Last weekend @timhayward sent me a this pic. He’d been to see his mum who had visitors, Vernon and Gill. They were in this doo-wop band called The Sapphires - V’s on the L; Tim’s dad is next to him; G’s the girl, obvs.
They’d all shared a house in Bristol in the early 60s. V&G had recently been back there and reported to Tim and Mrs H that it now had a blue plaque commemorating 'a scientist'.
“Was it you who tweeted pic of a blue plaque in Briz a while ago?" Tim asked. “Could they be related?”
Indeed it was, and this was it, and yes, as it turns out, they are. It’s 42 Cotham Road, a house I walk past most days but only recently had spotted the plaque. Paul Dirac, in case you’re wondering, is only the most important British physicist since actual Issac Newton.
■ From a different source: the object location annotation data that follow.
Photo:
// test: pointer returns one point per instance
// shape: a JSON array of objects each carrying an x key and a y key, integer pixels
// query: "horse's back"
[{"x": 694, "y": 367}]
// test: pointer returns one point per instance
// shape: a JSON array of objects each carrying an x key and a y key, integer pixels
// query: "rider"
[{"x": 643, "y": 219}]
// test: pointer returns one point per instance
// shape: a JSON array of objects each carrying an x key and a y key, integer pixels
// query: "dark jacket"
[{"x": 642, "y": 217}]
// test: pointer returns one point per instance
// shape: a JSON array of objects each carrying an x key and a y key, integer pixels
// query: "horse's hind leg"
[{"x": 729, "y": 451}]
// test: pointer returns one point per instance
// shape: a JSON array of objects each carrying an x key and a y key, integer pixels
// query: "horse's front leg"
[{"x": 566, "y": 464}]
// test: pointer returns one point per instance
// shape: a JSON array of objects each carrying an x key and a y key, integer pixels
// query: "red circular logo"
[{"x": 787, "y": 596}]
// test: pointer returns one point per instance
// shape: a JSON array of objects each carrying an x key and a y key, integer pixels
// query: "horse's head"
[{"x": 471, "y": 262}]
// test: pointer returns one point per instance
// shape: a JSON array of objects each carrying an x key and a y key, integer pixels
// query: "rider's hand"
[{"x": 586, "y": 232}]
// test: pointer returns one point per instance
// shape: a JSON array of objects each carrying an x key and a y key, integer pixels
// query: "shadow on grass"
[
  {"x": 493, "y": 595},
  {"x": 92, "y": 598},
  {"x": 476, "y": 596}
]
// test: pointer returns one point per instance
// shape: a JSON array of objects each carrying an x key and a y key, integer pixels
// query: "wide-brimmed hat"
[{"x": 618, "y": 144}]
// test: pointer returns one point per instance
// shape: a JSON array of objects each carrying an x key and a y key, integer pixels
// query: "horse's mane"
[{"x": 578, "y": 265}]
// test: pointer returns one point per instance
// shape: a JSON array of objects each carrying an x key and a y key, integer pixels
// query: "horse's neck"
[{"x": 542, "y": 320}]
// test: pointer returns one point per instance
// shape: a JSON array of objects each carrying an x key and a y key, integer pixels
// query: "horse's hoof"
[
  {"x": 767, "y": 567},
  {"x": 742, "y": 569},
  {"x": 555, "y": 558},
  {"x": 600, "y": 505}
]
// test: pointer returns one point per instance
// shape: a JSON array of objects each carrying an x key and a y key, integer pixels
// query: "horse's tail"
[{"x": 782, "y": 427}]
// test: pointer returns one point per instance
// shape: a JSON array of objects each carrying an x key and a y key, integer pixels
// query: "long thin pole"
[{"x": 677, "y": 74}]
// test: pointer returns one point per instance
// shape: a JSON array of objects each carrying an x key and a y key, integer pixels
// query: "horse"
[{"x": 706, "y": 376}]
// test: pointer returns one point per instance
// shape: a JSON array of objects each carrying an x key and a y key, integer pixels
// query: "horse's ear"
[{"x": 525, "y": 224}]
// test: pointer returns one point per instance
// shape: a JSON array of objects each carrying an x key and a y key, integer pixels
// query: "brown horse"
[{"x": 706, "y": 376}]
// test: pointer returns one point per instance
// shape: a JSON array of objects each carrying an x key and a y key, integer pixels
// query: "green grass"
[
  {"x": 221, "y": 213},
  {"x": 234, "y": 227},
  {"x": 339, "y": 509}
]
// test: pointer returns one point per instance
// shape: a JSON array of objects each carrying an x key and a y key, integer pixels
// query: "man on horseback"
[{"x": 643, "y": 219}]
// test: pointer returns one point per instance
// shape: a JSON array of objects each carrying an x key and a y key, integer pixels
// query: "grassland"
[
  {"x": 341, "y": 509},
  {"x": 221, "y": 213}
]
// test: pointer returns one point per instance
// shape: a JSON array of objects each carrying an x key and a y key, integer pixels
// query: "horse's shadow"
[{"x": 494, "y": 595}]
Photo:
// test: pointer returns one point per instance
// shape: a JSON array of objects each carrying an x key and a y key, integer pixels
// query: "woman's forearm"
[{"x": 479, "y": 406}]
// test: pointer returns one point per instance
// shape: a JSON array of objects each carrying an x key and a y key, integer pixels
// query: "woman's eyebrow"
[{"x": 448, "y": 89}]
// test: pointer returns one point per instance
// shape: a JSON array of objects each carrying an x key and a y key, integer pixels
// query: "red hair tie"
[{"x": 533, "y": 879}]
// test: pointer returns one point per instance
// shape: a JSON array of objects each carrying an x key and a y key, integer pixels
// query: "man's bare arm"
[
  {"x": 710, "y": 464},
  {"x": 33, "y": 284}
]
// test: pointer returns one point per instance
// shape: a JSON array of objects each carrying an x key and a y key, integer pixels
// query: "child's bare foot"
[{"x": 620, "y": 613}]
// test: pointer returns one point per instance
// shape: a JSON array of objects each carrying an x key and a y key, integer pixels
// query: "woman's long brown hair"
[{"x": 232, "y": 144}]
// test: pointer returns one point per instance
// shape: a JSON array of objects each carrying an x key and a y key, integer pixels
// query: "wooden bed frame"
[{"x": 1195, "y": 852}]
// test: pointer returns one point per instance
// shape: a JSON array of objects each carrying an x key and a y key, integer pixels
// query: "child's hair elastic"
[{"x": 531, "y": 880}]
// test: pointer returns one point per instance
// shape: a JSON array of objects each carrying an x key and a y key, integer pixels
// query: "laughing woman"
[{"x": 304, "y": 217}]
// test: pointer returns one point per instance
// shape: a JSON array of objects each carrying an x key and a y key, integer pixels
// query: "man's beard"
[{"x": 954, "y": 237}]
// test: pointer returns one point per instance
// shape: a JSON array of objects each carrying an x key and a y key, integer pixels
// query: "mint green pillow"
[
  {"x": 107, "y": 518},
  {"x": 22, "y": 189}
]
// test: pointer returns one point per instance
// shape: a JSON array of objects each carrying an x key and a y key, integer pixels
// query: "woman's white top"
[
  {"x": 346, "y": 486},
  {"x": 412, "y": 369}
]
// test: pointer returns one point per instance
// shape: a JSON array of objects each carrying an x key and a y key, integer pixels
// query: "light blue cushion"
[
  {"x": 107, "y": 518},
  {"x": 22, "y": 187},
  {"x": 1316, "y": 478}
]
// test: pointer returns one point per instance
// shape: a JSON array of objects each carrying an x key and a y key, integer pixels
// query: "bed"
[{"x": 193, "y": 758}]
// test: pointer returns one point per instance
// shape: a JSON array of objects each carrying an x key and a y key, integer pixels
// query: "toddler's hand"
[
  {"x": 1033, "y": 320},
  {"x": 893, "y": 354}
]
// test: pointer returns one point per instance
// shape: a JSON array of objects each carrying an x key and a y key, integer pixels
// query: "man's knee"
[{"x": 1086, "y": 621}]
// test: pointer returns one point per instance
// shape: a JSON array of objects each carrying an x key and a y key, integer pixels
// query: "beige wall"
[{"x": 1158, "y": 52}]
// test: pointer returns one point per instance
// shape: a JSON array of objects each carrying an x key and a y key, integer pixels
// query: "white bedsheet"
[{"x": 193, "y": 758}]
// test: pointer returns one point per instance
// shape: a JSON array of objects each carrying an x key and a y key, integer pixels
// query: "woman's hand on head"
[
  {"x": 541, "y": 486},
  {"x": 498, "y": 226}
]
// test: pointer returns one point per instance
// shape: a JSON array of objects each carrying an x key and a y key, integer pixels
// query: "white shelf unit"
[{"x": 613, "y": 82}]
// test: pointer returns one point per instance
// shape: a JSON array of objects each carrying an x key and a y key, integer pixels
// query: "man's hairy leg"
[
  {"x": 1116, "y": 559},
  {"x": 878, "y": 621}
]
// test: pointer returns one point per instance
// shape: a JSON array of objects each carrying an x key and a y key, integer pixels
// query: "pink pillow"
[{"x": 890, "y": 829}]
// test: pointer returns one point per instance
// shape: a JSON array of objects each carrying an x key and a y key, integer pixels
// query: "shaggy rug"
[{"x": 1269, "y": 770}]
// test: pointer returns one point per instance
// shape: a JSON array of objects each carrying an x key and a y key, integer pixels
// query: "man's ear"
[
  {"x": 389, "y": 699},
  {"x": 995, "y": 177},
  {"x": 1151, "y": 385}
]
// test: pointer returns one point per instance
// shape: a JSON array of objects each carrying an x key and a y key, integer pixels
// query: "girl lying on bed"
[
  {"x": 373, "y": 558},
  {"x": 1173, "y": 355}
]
Who knew?
Well I did, but only he was because he was a pupil at Cotham School, opposite the house, as was my daughter whose father (another boffin) spotted a photo of him in a corridor one parents’ evening. “You are walking in the steps of greatness!” he bellowed to her huge embarrassment
Dirac's Principles of Quantum Mechanics published in 1930 revolutionised the world of theoretical physics; his Nobel Prize was shared with Erwin Schrödinger (he of cat fame).
So a real genuine genius, on a par with Newton, Darwin and Einstein yet few of us have ever heard of him
He was clearly a troubled soul. “I never knew love or affection when I was child,” he once admitted, and he was famously withdrawn. When his infuriated wife exploded "What would you do if I left you?” he thought for a while and then answered "I'd say, 'Goodbye, dear.’"
He wasn't a lover of books - "reading gets in the way of thinking" - but was a devotee of Upstairs Downstairs, refusing dinner invitations on nights it was screened only if his hosts agreed in advance to watch it with him in silence.
"This balancing on the dizzying path between genius and madness is awful" Einstein once said of him. Dirac had correctly predicted the existence of antimatter and did more than any other scientist to reconcile Einstein’s general theory of relativity to quantum mechanics.
Anyway. “This is going to bake your noodle” announced Tim as he sent me this picture later (Gill's maiden name was Stephens). And so it did, but I was puzzled: I had a weird feeling I’d seen this card before. And so I had...
Turns out Tim had posted it in April, which is why I'd been to the house in the first place. We realised we’d had almost this exact conversation on Twitter and NEITHER OF US REMEMBERED IT.
Vern, btw, went on to work for MI5; he and Gill are the only surviving members of the band.
Roger Cooke (R), moved to Nashville in 1974 and was the first (and so far only) Brit to enter the Nashville Songwriters Hall of Fame. His hits include “I’d Like To Teach The World To Sing”. He died last year, rich and happy.